Rogers chief executive Tony Staffieri called it a defining moment for the company.

“Our full ownership of MLSE brings together Canada’s premier communications company with Canada’s premier sports and entertainment organization,” Staffieri said in a statement.

Pedestrian pass the Maple Leafs Sports and Entertainment headquarters in Toronto on Friday Dec. 9, 2011. THE CANADIAN PRESS/Chris Young
Pedestrian pass the Maple Leafs Sports and Entertainment headquarters in Toronto on Friday Dec. 9, 2011. THE CANADIAN PRESS/Chris Young

“It gives us even more opportunity to invest in championship-calibre teams, create unique experiences for customers and fans, and unlock long-term value for shareholders.”

MLSE owns the Toronto Maple Leafs hockey team, Toronto Raptors basketball team, Toronto FC soccer team and the Toronto Argonauts football team.

Last year, Rogers closed a separate $4.7-billion deal with rival BCE Inc. to buy its 37.5 per cent stake in MLSE, making it the majority owner.

The two companies had previously owned equal stakes in the sports conglomerate, while the remaining quarter was owned by Larry Tanenbaum through his holding company, Kilmer. Rogers held an option allowing it to buy out that remaining 25 per cent stake in MLSE.

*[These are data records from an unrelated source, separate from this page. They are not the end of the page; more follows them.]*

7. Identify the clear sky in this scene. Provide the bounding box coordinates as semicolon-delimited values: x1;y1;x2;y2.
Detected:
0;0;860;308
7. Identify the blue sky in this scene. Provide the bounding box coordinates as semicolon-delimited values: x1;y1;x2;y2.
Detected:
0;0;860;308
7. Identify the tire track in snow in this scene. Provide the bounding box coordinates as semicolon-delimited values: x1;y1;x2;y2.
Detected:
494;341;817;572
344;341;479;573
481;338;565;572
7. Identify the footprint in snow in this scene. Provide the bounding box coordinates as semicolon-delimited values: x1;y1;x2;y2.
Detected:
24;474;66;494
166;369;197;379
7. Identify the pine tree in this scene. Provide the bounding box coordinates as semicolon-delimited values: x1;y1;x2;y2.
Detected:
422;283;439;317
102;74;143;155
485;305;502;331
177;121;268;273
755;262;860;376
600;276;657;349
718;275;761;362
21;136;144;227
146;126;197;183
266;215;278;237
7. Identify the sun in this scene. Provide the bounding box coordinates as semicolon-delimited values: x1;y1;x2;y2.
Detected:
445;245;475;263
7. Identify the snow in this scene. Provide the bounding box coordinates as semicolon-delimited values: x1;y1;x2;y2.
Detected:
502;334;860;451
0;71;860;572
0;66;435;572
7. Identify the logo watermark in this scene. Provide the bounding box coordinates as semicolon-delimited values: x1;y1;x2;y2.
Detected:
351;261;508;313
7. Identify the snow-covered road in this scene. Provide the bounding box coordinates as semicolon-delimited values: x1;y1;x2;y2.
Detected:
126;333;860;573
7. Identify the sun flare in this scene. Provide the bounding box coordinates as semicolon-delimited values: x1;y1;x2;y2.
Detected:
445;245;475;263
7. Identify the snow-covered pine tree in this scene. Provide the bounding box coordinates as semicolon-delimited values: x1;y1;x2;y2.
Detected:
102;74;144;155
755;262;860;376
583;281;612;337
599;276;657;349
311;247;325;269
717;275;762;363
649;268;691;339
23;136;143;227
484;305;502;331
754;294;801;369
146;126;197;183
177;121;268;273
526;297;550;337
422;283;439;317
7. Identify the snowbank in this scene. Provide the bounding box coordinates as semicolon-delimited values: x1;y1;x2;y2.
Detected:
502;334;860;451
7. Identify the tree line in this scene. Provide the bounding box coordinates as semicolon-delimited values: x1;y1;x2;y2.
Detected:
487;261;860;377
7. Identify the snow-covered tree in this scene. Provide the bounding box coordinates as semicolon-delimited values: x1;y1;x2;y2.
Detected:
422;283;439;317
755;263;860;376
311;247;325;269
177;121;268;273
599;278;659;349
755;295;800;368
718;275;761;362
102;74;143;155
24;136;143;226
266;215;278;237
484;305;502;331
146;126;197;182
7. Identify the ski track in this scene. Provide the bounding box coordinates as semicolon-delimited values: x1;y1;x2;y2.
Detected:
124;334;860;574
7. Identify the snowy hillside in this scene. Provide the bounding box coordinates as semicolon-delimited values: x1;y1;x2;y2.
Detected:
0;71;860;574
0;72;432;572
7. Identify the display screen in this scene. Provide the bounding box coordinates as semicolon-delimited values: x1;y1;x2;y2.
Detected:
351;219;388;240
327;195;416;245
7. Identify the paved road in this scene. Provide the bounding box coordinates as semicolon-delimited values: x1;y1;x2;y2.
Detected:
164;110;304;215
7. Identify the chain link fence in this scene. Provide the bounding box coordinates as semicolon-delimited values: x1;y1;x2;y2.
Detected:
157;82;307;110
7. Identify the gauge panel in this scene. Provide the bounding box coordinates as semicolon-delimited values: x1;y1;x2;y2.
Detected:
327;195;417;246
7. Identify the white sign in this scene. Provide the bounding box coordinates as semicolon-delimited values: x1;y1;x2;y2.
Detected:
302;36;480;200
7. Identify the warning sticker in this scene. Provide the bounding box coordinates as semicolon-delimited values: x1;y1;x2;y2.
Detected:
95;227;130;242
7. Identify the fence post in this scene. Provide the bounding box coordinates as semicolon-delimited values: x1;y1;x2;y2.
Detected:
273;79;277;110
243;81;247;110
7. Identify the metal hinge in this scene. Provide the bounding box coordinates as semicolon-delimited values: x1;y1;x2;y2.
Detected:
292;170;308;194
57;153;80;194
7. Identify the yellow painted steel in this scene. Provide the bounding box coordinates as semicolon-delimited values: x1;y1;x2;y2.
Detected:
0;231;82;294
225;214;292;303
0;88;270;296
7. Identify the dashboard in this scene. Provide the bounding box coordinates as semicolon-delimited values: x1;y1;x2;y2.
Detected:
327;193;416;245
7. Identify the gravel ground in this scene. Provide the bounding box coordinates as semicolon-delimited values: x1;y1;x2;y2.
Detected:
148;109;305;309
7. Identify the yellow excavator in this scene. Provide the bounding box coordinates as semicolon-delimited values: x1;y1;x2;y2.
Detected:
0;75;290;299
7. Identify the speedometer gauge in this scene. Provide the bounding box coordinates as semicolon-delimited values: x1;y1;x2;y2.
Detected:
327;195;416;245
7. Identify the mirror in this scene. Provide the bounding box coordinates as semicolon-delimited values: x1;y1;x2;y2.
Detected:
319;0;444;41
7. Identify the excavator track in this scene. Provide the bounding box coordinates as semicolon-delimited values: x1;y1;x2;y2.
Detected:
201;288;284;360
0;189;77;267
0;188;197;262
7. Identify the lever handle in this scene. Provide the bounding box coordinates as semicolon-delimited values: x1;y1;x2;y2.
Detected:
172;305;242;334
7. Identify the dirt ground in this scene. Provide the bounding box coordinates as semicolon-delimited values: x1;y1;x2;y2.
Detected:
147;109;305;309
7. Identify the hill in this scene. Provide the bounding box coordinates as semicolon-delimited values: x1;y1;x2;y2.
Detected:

Beyond its minority stake in MLSE, Kilmer owns the expansion Toronto Tempo, who are playing their inaugural WNBA season, and last month became the first Canadian investor in the PWHL.

“As I step back as an owner, as contemplated by a shareholders agreement entered into 15 years ago, I am extremely proud to leave this legacy of excellence, a culture of winning, and a family feeling among all our MLSE employees to be carried on,” Tanenbaum said in an open letter to fans, published Monday.

“I applaud the accomplishments of Edward Rogers and wish him and his team all the best moving forward with this extraordinary organization.”

Brock University sport management professor Michael Naraine said the move would be a benefit to the teams under MLSE’s umbrella.

Naraine described a decision-making process that could be “tumultuous” under MLSE’s previous governance structure, in which a board of directors included representatives from Rogers and Bell, along with Tanenbaum.

“Part of the challenge that MLSE always had in its evolution was having multiple cooks in the kitchen and trying to please multiple parties. That can be tough at times,” Naraine said in an interview.

“By Rogers now owning 100 per cent of MLSE, what they’re able to do is have less cooks in the kitchen, have a dedicated chef and with a dedicated vision for what the menu should look like and how best to serve the patrons coming in to eat.”

Rogers expects the deal, which is subject to league approvals, to close in the fourth quarter of this year.

The company said full ownership will strengthen its ability to drive long-term growth across its businesses.

“The strategic value of our sports business is even greater when you combine it with our core connectivity business — it gives us a unique value proposition to compete in a very crowded marketplace,” Staffieri said.

In addition to MLSE, Rogers owns the Toronto Blue Jays baseball team, Rogers Centre and Sportsnet.

Earlier this year, Rogers chief financial officer Glenn Brandt said the telecom giant planned to combine its Rogers Sports & Media subsidiary, including the Blue Jays and Rogers Centre, with MLSE.

The company intends to sell a minority stake in the consolidated Rogers sports, media and entertainment assets over the course of the next year.

Analysts said the deal with Kilmer implies a total value for MLSE of $17.4 billion, a 39 per cent increase from the $12.5-billion valuation implied when Rogers announced the acquisition of BCE’s stake.

“Full ownership was well-telegraphed. What is more relevant is the price paid, which sets a new benchmark valuation,” said Scotiabank analyst Maher Yaghi in a note.

He said valuations for the Blue Jays are estimated around $3.6 billion to $4 billion.

“Combined with the $17.4 billion, Rogers is underwriting a much higher sports asset value than investors assumed.”

Rogers also has partnerships with the Vancouver Canucks, Edmonton Oilers, Calgary Flames, the NHL, the NBA, MLB and Live Nation. 

Its new 12-year, $11-billion agreement for the national rights to NHL games in Canada starts in the upcoming 2026-27 season.